Communiqué de presse
Julien Sirjacq
Primitive Structures
Julien Sirjacq mène une recherche complexe sur les modalités de la perception dont les exigences l’ont initialement poussé à se détourner de la peinture pour une activité disparate, une expérimentation constante et indéfinie débordant les champs disciplinaires.
Les dispositifs de surveillance, les toiles d’araignées, les drogues psychotropes, les catacombes, les complexes militaro-industriels, les ménageries, les sondes stellaires, les maisons hantées et les accélérateurs de particules sont autant d’expériences contradictoires de l’espace et du temps, autant d’inventions antagonistes et de convoitises en lutte que l’artiste met en collision ou en tension.

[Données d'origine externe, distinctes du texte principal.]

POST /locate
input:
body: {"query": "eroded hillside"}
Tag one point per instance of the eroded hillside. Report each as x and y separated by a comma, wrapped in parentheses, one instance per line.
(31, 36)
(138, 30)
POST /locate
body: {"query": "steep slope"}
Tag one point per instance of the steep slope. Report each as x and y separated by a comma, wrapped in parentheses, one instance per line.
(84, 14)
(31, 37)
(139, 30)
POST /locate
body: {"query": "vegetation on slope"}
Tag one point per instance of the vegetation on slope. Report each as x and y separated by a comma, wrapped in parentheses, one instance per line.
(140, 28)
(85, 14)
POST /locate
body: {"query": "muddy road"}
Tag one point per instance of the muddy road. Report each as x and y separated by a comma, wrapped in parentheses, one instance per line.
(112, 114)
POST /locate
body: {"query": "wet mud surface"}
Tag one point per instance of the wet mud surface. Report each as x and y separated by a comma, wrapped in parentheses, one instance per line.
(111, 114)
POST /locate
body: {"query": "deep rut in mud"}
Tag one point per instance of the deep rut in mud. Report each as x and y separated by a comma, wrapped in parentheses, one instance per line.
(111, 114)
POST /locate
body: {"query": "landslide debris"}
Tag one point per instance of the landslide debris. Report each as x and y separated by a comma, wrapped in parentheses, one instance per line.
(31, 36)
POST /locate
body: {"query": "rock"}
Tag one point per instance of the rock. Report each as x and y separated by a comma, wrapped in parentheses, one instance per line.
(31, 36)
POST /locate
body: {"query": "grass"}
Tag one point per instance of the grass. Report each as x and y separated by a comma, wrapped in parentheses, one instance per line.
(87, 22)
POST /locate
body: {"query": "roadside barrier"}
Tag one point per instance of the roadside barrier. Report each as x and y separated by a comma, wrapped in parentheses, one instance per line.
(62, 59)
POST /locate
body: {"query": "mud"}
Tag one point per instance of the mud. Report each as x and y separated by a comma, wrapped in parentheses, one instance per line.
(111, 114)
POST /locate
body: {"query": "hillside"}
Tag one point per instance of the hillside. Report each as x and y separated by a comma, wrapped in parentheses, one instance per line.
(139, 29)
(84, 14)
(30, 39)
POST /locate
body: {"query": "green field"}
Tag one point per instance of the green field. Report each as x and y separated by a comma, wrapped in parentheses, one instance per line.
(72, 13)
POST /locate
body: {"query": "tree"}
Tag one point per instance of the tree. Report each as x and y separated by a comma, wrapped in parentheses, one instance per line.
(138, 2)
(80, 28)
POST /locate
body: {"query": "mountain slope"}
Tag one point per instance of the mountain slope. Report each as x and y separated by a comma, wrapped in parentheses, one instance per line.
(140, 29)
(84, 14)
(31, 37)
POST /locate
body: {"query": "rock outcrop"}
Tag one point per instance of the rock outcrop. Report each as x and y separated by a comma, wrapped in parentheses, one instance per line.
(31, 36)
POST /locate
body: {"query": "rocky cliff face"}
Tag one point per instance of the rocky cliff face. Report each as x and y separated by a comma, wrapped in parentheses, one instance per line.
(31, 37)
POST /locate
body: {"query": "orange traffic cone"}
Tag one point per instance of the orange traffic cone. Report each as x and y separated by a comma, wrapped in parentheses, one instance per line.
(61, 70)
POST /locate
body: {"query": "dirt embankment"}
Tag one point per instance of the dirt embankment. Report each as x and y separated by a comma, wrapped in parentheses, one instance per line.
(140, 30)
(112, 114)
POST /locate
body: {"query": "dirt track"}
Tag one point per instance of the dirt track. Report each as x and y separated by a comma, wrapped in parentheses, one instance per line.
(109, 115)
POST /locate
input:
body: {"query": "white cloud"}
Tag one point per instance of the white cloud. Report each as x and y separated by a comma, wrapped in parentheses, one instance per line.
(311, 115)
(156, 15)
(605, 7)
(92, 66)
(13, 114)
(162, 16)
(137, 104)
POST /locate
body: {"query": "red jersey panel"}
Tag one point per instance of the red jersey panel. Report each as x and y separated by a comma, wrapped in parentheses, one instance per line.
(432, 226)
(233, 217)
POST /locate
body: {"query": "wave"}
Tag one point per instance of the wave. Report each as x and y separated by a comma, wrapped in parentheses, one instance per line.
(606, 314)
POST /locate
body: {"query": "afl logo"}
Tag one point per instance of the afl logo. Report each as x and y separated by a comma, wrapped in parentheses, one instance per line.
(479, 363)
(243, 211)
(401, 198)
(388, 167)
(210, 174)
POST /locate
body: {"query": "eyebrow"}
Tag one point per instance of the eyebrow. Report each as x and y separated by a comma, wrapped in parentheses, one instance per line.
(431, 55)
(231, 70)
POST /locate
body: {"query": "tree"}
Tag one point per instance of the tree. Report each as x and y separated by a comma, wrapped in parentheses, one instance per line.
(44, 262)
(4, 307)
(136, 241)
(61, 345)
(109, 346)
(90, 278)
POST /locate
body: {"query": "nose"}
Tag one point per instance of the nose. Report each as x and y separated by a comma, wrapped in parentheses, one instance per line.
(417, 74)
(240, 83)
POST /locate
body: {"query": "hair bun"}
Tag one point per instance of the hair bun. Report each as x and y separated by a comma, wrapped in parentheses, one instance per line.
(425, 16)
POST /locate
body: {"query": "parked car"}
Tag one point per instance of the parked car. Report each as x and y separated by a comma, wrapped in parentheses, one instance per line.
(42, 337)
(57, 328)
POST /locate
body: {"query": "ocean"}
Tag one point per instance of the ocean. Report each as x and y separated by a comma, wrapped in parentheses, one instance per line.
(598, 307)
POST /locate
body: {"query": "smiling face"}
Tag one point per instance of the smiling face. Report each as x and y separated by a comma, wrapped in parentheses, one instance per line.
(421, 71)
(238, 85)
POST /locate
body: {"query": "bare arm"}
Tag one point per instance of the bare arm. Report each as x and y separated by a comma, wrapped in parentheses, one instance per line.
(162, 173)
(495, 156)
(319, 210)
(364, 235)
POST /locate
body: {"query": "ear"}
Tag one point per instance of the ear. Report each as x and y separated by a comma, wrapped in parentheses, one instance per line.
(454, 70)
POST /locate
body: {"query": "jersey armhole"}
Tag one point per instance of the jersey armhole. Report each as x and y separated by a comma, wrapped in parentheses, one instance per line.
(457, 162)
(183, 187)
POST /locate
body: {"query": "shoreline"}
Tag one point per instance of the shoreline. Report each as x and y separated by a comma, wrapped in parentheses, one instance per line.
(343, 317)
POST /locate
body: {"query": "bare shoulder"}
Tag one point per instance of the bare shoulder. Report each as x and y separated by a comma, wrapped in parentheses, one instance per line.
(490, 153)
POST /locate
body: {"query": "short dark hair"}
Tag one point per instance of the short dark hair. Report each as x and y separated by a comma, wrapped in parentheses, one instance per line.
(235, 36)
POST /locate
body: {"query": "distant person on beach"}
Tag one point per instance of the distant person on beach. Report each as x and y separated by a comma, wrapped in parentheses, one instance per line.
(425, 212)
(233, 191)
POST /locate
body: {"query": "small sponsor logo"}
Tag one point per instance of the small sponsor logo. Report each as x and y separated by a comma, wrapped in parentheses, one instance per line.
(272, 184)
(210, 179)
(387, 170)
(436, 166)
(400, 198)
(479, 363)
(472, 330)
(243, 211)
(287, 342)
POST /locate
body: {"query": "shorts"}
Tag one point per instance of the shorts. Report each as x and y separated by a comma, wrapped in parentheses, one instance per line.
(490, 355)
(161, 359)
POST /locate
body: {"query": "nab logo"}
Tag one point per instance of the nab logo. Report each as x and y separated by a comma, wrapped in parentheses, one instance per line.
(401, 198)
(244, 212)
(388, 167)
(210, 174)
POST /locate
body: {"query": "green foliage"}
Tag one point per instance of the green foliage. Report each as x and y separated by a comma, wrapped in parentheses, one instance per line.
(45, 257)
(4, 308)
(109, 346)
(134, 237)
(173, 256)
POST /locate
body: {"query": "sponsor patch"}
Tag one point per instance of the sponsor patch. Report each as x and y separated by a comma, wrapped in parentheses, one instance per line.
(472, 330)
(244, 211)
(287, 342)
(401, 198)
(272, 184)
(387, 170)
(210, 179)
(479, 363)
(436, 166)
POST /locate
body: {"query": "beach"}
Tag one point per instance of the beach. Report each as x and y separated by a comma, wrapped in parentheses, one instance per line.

« Primitive Structures » poursuit cette mécanique de train fantôme traversant à rebours les souterrains tortueux où sont ensevelies les images vampirisées par la culture. Telle une chambre optique d’Athanase Kircher ruinée par un concert punk, « Primitive Structure » est un ensemble d’images en décomposition au centre duquel s’illumine un énorme oeil de crocodile.
Rappelant ces séquences de kaijû eiga (Gozilla, King-Kong, Mothra…) où un orbe titanesque se colle avec appétit contre l’orifice d’une fenêtre, Léviathan (2007-2008) renvoie également à une triple référence où l’on retrouve un monstre biblique, un télescope géant du 19e siècle et un projet politique fondé sur le contrat social au XVIIe siècle. Trois colosses, trois appareils de dominations : religieux, optique, politique.
Plan fixe infrarouge sur l’oeil d’un saurien à l’affût dans la nuit. Deux dispositifs de surveillance se font face et s’abîment dans un feed-back imperceptible et angoissant. Etirée sur toute la surface de projection la gueule gigantesque se mue en un épiderme irrégulier infiniment réversible.
Cette peau dont on fait des sacs devient l’écran d’une crise, une bourse de Fortunatus, un objet étrange dont la couture confond l’intérieur et l’extérieur sur un même plan. La nuit verte dans laquelle baigne l’animal se prolonge de l’autre côte de sa rétine à l’endroit même où gronde une cacophonie d’ébranlements cérébraux dont le bourdon transmet un tremblement à tout l’espace d’exposition.
Ces vibrations basses, comme le rassemblement de milliers de chuchotements incompréhensibles à l’intérieur d’une boîte crânienne ou d’une caverne, placent le dispositif de « Primitives Structures » sur un terrain mouvant, l’envers du Léviathan dont le trouble se propage sur les murs.
Rites funéraires païens, ogres chanteurs, porcs décapités et lémures dégoulinants sont les archives hétéroclites d’un folklore grotesque et inclassable contre lequel l’érection du Léviathan se promettait de retenir l’insubordination.
La réminiscence de « la guerre de tous contre tous » s’intègre alors au processus de fabrication des images. Insinuant des mécanismes hallucinatoires et mnésiques au sein même des techniques de reproduction, expérimentant l’impensé de la machine, chaque image procède, selon les dires de l’artiste, d’un rituel d’impression.
A la fois minutieuse et inspirée la sérigraphie de Julien Sirjacq besogne à une infinitésimale turbulence des trames et dessine un chaos capillaire, un pointillisme hérétique propice à une métamorphose incessante.